Is this supposed to be cached?
The query is done every time :(.
I was wondering indeed if there was a method to exclude refreshes and multiple visits without using a db to check the IPs.


Also, Is there a condition in PHP that I could use to exclude something is not a person? Does bots/engines use a desktop browser?

DailyAmerican

10:57 pm on Feb 12, 2010 (gmt 0)

10+ Year Member



Why not use google analytics?

Sandro87

11:04 pm on Feb 12, 2010 (gmt 0)

10+ Year Member



I need to count hits for contents on my site to save in the DB

DailyAmerican

11:35 pm on Feb 12, 2010 (gmt 0)

10+ Year Member



$botlist = array("Teoma","alexa","froogle","inktomi","looksmart", "URL_Spider_SQL","Firefly","NationalDirectory","Ask Jeeves","TECNOSEEK","InfoSeek","WebFindBot", "girafabot","crawler","www.galaxy.com", "Googlebot","Scooter","Slurp","appie", "FAST","WebBug","Spade","ZyBorg","rabaz");

if(ereg($bot, $HTTP_USER_AGENT)){} else { add hit }


For the user portion why not set a cookie. Then if they're a returning visitor you can tell using the cookie. You could probably then reduce the query time by passing vars from the cookie into the query.

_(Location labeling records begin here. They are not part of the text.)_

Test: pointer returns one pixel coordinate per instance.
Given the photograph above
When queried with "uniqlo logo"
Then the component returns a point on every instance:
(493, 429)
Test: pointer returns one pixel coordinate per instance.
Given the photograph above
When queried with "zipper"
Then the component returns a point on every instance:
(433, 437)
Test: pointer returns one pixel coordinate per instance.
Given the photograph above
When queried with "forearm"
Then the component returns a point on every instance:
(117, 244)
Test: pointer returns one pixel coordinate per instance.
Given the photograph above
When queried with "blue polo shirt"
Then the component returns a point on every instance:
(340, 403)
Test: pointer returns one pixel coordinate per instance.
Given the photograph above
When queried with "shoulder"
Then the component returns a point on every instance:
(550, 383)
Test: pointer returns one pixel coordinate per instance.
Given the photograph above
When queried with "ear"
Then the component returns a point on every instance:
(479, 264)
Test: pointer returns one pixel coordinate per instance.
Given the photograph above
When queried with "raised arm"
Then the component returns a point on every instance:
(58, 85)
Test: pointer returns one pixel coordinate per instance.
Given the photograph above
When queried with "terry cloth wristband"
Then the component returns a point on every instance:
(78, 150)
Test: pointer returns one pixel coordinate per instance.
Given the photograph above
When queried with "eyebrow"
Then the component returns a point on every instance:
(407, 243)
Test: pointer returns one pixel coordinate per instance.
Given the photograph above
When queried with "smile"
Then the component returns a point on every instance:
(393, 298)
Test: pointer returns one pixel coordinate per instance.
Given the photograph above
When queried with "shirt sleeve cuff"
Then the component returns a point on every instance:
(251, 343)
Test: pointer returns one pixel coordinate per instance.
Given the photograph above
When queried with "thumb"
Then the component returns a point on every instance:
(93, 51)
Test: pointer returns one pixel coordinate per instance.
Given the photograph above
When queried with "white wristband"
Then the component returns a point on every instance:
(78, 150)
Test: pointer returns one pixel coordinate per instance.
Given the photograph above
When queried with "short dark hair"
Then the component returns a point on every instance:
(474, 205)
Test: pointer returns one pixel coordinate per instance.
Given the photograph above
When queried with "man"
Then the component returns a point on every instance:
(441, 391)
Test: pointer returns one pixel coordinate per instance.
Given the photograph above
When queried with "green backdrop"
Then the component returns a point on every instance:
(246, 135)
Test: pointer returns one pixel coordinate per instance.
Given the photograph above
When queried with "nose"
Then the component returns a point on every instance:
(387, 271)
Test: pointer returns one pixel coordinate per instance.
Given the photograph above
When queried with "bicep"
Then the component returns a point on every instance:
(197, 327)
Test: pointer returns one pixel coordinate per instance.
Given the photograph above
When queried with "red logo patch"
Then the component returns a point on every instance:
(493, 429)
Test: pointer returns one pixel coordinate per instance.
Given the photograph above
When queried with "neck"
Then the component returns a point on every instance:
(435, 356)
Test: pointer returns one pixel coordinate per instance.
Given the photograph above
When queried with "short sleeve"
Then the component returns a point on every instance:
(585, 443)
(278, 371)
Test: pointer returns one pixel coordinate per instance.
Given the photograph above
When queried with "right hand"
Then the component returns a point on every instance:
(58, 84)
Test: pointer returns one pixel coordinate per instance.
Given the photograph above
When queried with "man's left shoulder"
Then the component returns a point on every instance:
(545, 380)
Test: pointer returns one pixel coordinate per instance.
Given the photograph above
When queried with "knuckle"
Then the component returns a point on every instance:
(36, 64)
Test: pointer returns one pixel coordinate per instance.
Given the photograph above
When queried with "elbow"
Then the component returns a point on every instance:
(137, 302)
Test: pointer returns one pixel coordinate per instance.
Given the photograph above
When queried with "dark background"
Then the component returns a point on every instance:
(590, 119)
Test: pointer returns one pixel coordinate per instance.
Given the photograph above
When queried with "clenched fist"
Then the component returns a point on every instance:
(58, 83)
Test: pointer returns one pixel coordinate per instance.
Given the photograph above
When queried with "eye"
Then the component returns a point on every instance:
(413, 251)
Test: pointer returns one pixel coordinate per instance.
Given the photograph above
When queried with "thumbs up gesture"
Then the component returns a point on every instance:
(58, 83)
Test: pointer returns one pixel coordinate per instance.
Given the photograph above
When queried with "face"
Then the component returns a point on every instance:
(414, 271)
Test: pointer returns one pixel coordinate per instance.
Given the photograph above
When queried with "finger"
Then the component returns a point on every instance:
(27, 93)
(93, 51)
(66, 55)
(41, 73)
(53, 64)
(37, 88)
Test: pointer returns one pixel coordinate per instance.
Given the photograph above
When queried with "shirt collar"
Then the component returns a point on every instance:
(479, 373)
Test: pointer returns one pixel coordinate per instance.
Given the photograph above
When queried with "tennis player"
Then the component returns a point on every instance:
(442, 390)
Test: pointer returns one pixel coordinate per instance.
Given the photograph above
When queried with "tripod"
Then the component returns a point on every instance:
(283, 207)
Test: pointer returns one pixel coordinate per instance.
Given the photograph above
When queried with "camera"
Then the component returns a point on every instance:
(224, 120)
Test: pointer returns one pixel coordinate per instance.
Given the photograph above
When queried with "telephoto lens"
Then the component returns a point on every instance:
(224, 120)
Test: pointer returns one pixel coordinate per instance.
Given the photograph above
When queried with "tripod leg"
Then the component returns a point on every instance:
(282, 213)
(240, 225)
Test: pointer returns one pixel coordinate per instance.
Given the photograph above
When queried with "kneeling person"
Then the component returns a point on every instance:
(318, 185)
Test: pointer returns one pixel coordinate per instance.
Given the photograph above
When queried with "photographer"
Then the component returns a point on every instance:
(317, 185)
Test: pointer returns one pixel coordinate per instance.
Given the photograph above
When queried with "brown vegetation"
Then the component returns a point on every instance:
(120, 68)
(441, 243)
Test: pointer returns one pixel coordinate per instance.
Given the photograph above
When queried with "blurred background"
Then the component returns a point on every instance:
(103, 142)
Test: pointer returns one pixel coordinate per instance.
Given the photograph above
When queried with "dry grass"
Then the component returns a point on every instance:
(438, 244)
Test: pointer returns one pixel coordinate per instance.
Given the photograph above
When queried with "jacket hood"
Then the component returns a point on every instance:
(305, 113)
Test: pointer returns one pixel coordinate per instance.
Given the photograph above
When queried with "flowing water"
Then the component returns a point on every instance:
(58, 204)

[edited by: jatar_k at 2:16 pm (utc) on Feb 15, 2010]
[edit reason] fixed sidescroll [/edit]

Sandro87

12:01 am on Feb 13, 2010 (gmt 0)

10+ Year Member



is that an official list?

the problem with the cookie is that if the visitor visits various items = various ID items to exclude I would end up making several cookie or a cookie too long.
Maybe the IP control is the only way to go?
Do you know anything about image caching?

DailyAmerican

2:06 pm on Feb 15, 2010 (gmt 0)

10+ Year Member



That's not a full list, but it should be enough to get you started.

IP control might be the only way, but at the same time one IP that your counting could be used by multiple people in a company such a mine. Where the outside world only sees the one IP, but we have sub IPs. So, if you count an IP as a content hit then you may be miscalculating how many times your content has been viewed.

I would set some analytics software such as google's analytics on your site. Then compare the content's views from google to what you are getting. If the results are to far apart, then stick with your system. If the numbers are way off then you may want to look into using google's analytics. You can have it send you an e-mail of a csv file of the hits on your content. Then use PHP to parse the csv file and import that into your db as an alternative.

Not sure about the image caching. I know nielsen uses images in it's analytics scripting for mobile sites. This way is they see that the image is cached then they know that it's a returning visitor.

I hope that helps a little.

Sandro87

10:00 pm on Feb 15, 2010 (gmt 0)

10+ Year Member



Thanks it helped :)

rocknbil

12:42 am on Feb 16, 2010 (gmt 0)

WebmasterWorld Senior Member 10+ Year Member



if(ereg($bot, $HTTP_USER_AGENT)){}....


Soon to be extinct, use preg_match instead. :-)

Sandro87

11:46 pm on Feb 16, 2010 (gmt 0)

10+ Year Member



:)

could I use some kind of other identifier along with the IP? Anyway that hits counting it's just for 30 minutes then the same ip would count another hit. The problem with this could be the server load i guess...add queries only for the ip check and hits!

DailyAmerican

5:43 pm on Feb 17, 2010 (gmt 0)

10+ Year Member



To do that you'd end up having to set a timestamp in your db along with the IP. Then use php time() to compare it to the timestamp from the db. You will have to use mk_time() to convert the timestamp over to a comparable format to php's time(). Make sure to make your IP column either unique or primary key in your db.